Contourner l‘obstacle du référencement des fournisseurs

Dossier : Management, le conseil en première ligneMagazine N°688 Octobre 2013
Par Philippe ROCHE (76)

Depuis quelques années, la plu­part des entre­prises fran­çaises ont mis en place ce sys­tème de réfé­ren­ce­ment de leurs four­nis­seurs. Ce sont les très grandes entre­prises qui ont com­men­cé, puis la plu­part des autres les ont imi­tées. Quatre rai­sons sont à l’origine de cette démarche.

REPÈRES
Dans les socié­tés impor­tantes, les four­nis­seurs infor­ma­tiques sont choi­sis dans une liste éta­blie à l’initiative du ser­vice infor­ma­tique. Ce der­nier dresse une liste des four­nis­seurs qui seront auto­ri­sés à répondre aux appels d’offres émis par la socié­té, liste ensuite vali­dée par le ser­vice des achats. Les cri­tères le plus sou­vent rete­nus pour cette sélec­tion sont d’abord des cri­tères de taille de la socié­té réfé­ren­cée – chiffre d’affaires, nombre de sala­riés –, et des cri­tères de sérieux – étude du bilan, ren­contre avec les diri­geants. En outre, il est fré­quent que le nombre de four­nis­seurs par domaine soit limité.
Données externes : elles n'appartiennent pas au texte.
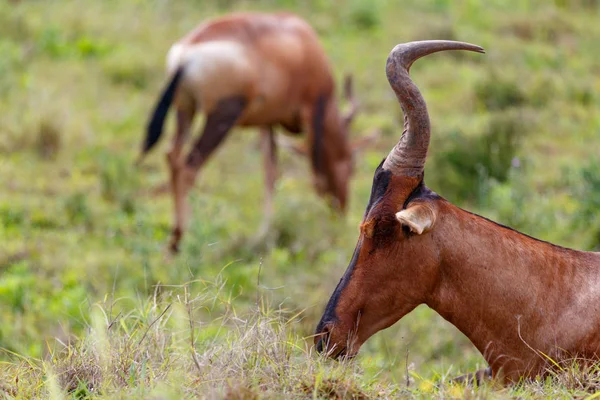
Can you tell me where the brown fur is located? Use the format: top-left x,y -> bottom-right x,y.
315,42 -> 600,382
146,13 -> 355,251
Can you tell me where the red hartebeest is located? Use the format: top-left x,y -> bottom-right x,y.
142,13 -> 365,251
315,41 -> 600,382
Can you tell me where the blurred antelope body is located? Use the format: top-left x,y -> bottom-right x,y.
315,41 -> 600,382
142,13 -> 356,251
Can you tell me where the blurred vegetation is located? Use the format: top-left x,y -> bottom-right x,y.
0,0 -> 600,398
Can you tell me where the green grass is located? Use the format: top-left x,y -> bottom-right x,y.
0,0 -> 600,398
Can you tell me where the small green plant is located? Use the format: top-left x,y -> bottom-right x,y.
475,71 -> 526,111
435,111 -> 528,201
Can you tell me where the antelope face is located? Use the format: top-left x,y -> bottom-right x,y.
315,161 -> 439,357
315,40 -> 483,356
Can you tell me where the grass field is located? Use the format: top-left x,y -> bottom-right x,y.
0,0 -> 600,399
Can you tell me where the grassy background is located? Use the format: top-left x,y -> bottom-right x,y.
0,0 -> 600,398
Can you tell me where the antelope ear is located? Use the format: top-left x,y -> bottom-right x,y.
396,203 -> 437,235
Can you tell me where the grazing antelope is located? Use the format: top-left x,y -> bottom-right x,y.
140,13 -> 364,251
315,41 -> 600,382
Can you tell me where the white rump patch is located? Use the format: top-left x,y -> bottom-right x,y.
167,40 -> 248,82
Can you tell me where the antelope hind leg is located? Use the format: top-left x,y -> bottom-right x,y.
169,96 -> 247,253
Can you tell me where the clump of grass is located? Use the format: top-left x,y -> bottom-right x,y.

Limiter les risques de défaillance des fournisseurs

La pre­mière rai­son qui conduit à cette situa­tion est de ne faire appel qu’à des socié­tés sérieuses qui pour­ront répondre sans risque de défaillance aux appels d’offres émis. Dans le cas de la sous-trai­tance infor­ma­tique, cette rai­son est par­fai­te­ment logique pour les mis­sions au for­fait, mais pas pour celles en régie.

En régie, c’est la qua­li­té de la per­sonne délé­guée qui importe

Au for­fait, le four­nis­seur s’engage sur un résul­tat, met en place ses propres pro­cé­dures pour l’atteindre et paye des péna­li­tés s’il n’atteint pas ce résul­tat. Il est donc com­pré­hen­sible que les mis­sions au for­fait soient confiées à de grands groupes qui peuvent mieux prendre en charge ces pro­cé­dures et ces risques.

En régie, le four­nis­seur met à dis­po­si­tion du client un infor­ma­ti­cien ayant les com­pé­tences qui cor­res­pondent au besoin. Il tra­vaille chez le client et c’est le client qui le gère. Dans ce cas, la taille de la socié­té n’intervient pas et c’est la qua­li­té des com­pé­tences de la per­sonne délé­guée qui importe. Le risque se limite au coût de recherche d’un rem­pla­çant si le four­nis­seur est défaillant.

Un argument pas toujours fondé

La deuxième rai­son qui motive le réfé­ren­ce­ment est d’ordre éco­no­mique : pour obte­nir d’être réfé­ren­cés, les four­nis­seurs acceptent des remises tari­faires liées aux volumes des com­mandes espé­rées. Mais, en pra­tique, ce n’est pas tou­jours une bonne affaire.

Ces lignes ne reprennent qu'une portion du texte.